In obese patients, the increase in plasma volume causes a disproportionate increase in cardiac preload and left ventricular filling pressures.[27] Therefore, BMI, the most commonly used parameter of obesity, is proposed to increase the risk of HFpEF.[28] However, in our study, BMI was not significantly different between the HFpEF and non-HFpEF groups. It was implied that Asian HFpEF patients were relatively lean compared with those from Western populations.[29] Racial differences are likely to explain the disparities in BMI among different studies. Sex differences are suggested to contribute to the phenotypic heterogeneity of HFpEF.[30] Thymosin beta-4 is elevated in women with HFpEF.[31] In the TOPCAT trial, women and men had different clinical profiles and experienced different therapeutic effects of spironolactone.[32] Nevertheless, in our study, sex differences did not persist after adjusting for other risk factors. This might be explained by Chinese female patients with CVD adopting a healthier lifestyle, such as less smoking and alcohol consumption, than male patients.

Additionally, it has been suggested that renal dysfunction is a risk factor for HFpEF due to endothelial dysfunction and inflammation.[33] However, in our study, the impact of renal function on HFpEF incidence was not significant when considering age. In fact, renal dysfunction can influence the metabolism of circulating NT-proBNP, leading to HFpEF misdiagnosis.[34] To make the complex clinical background of HFpEF easier to explain, we excluded patients with severe renal dysfunction in this study.

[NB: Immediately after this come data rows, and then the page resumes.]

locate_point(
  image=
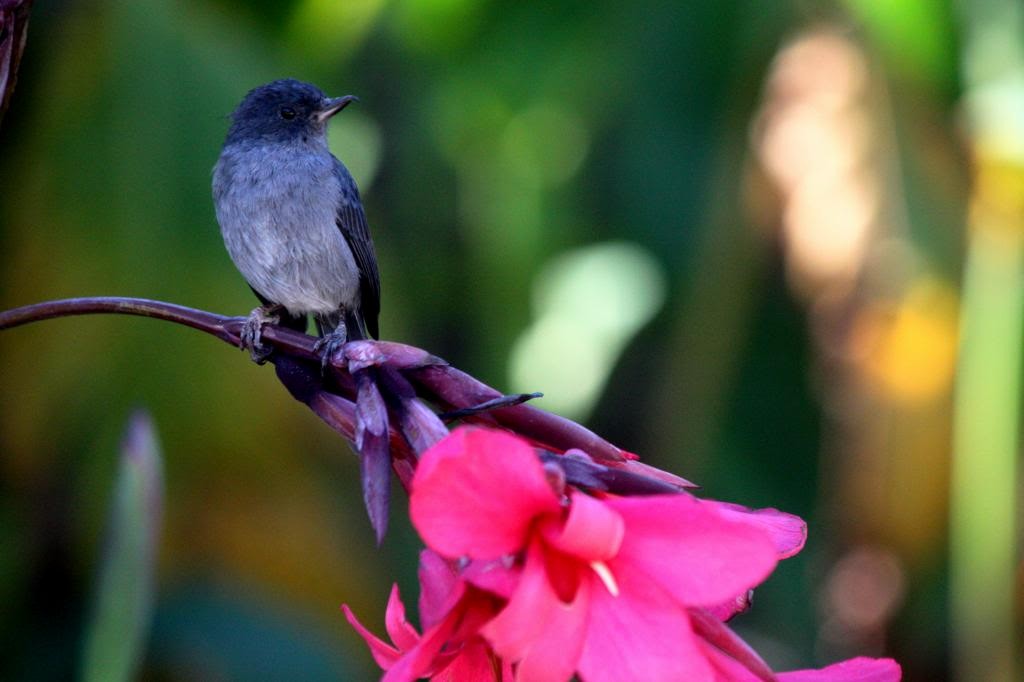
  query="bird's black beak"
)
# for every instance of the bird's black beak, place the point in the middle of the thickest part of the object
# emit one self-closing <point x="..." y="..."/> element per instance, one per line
<point x="333" y="105"/>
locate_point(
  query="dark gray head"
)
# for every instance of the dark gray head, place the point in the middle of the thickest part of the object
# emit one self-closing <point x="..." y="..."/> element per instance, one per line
<point x="284" y="111"/>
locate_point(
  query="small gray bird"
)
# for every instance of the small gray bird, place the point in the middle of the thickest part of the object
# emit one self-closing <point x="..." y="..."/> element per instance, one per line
<point x="292" y="220"/>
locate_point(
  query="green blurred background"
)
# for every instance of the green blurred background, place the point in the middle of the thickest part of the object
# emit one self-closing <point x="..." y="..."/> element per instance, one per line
<point x="772" y="247"/>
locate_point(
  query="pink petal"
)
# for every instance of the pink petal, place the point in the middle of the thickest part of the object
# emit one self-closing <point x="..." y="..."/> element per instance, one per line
<point x="476" y="494"/>
<point x="474" y="664"/>
<point x="537" y="630"/>
<point x="437" y="588"/>
<point x="514" y="630"/>
<point x="698" y="557"/>
<point x="398" y="629"/>
<point x="854" y="670"/>
<point x="383" y="653"/>
<point x="641" y="634"/>
<point x="497" y="577"/>
<point x="788" y="533"/>
<point x="715" y="634"/>
<point x="426" y="655"/>
<point x="592" y="531"/>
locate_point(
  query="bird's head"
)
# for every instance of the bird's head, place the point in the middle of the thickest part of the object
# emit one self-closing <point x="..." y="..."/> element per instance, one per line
<point x="285" y="111"/>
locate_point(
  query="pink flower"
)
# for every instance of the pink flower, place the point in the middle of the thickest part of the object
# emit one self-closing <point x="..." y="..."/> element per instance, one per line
<point x="605" y="584"/>
<point x="450" y="649"/>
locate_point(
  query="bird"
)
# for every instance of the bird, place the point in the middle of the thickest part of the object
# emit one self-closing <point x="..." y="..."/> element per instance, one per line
<point x="292" y="219"/>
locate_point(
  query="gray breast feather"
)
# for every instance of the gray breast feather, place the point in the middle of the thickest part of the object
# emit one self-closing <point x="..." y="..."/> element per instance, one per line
<point x="278" y="212"/>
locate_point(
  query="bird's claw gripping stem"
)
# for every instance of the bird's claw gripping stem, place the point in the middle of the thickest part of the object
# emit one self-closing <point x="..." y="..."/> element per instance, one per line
<point x="329" y="344"/>
<point x="252" y="331"/>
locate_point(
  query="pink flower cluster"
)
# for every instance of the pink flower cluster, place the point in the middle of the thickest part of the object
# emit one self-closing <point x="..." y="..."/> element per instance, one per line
<point x="527" y="579"/>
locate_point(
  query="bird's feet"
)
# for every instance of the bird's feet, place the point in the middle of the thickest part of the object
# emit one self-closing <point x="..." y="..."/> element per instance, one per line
<point x="330" y="343"/>
<point x="252" y="331"/>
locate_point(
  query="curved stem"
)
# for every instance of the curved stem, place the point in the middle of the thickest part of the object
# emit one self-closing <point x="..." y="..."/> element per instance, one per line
<point x="224" y="328"/>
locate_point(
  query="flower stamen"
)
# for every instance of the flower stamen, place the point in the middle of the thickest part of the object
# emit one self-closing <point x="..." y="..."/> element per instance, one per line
<point x="602" y="570"/>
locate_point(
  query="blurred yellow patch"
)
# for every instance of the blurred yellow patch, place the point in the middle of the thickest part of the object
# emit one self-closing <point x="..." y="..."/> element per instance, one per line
<point x="908" y="351"/>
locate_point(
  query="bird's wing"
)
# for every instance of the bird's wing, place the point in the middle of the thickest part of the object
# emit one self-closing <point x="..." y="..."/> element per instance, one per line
<point x="352" y="223"/>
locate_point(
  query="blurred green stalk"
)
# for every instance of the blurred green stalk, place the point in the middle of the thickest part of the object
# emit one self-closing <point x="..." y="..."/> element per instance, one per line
<point x="117" y="631"/>
<point x="983" y="534"/>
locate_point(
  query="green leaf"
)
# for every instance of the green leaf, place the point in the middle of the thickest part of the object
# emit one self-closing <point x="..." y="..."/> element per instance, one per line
<point x="122" y="609"/>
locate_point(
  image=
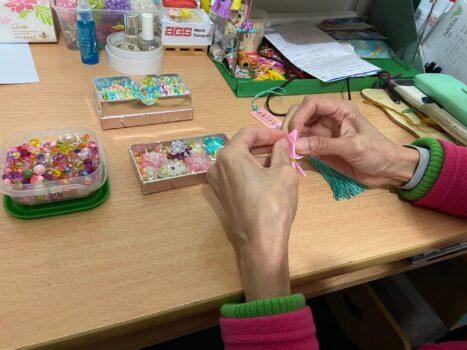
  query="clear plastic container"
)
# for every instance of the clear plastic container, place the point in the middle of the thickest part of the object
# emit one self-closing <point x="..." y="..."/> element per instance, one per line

The echocardiographic findings were very interesting in this study. In general, diastolic dysfunction frequently coexisted with systolic dysfunction in patients with HFpEF. Thus, the previous nomination of ‘diastolic heart failure’ was substituted by HFpEF for the type of heart failure with relatively normal systolic function. However, the systolic function in HFpEF patients was preserved only in contrast to that in the heart failure with reduced ejection fraction (HFrEF) subtype; it was indeed impaired when compared with the patients without HFpEF. Our data raise two questions regarding the current conception of HFpEF. The first is whether the cut-off values of the ejection fraction for HFpEF (≥ 50% or ≥ 45%) are optimal. Perhaps a new cut-off value of the ejection fraction should be adopted in future investigations. The second is, whether medications to accentuate heart contraction are appropriate for patients who have symptoms of heart failure because systolic function in HFpEF patients is actually decreased.

There are some limitations of our study. Firstly, exercise echocardiography and heart catheterization might provide more useful information than resting echocardiography in the diagnosis of HFpEF. Secondly, this was a single-centre prospective study, which might have been biased by the willingness of CVD patients to participate in this study. Therefore, the 4 A traits associated with HFpEF should be confirmed by multi-centre, large-scale studies in China. Regardless, with the rise of HFpEF incidence, the need to explore risk factors for HFpEF in the Chinese population is urgent. In this study, we confirmed the association between ALDH2*2 variants and HFpEF risk and proposed 4 A traits associated with HFpEF incidence in Chinese patients with CVD. Our study has important implications for the prevention and management of Chinese HFpEF patients.